Antéa continua de scruter l’Amas du regard. Quelques petits flashs sporadiques étaient encore visibles çà et là.

Antéa n’eut même pas le temps de se mentir. Autrefois, elle se serait dit que l’Ennemi était probablement apparu à une de ses deux positions habituelles, qu’il n’y avait rien à craindre, ou qu’il n’existait peut-être même pas si ce n’était dans la folie sécuritaire de Silence Immobile…

D’un seul coup, une sphère multicolore apparut, là où se trouvait la comète S.I. avant sa fragmentation.

L’Ennemi était au beau milieu de l’Amas. En cet instant, tous ceux qui ne croyaient pas en lui eurent confirmation qu’il existait bel et bien.

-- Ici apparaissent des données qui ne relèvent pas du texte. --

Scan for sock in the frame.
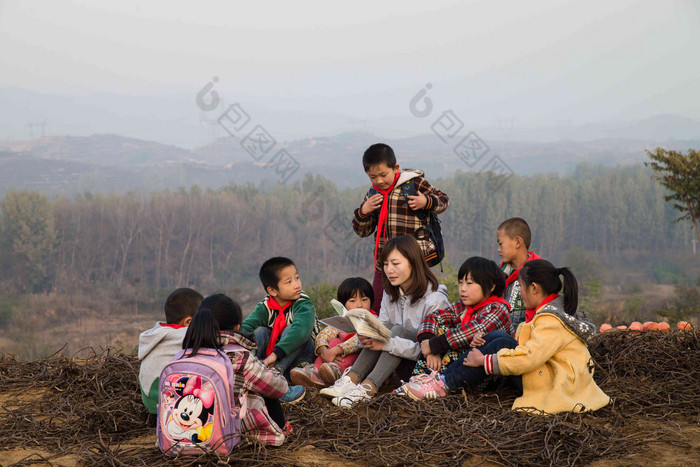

Une terreur ancestrale naquit en Antéa.

Elle cessa de respirer.



Deuxième extrait

Le vaisseau-comète se faufilait à travers les gros débris qui auraient pu constituer un danger. Il continuait à accélérer.

Antéa était concentrée sur sa conduite. Ses yeux papillonnaient en tous sens. Elle souriait.

Devant elle, ses doigts dansaient comme ceux d’une pianiste virtuose dont la musique s’exprimait en mouvements silencieux à travers le vide spatial.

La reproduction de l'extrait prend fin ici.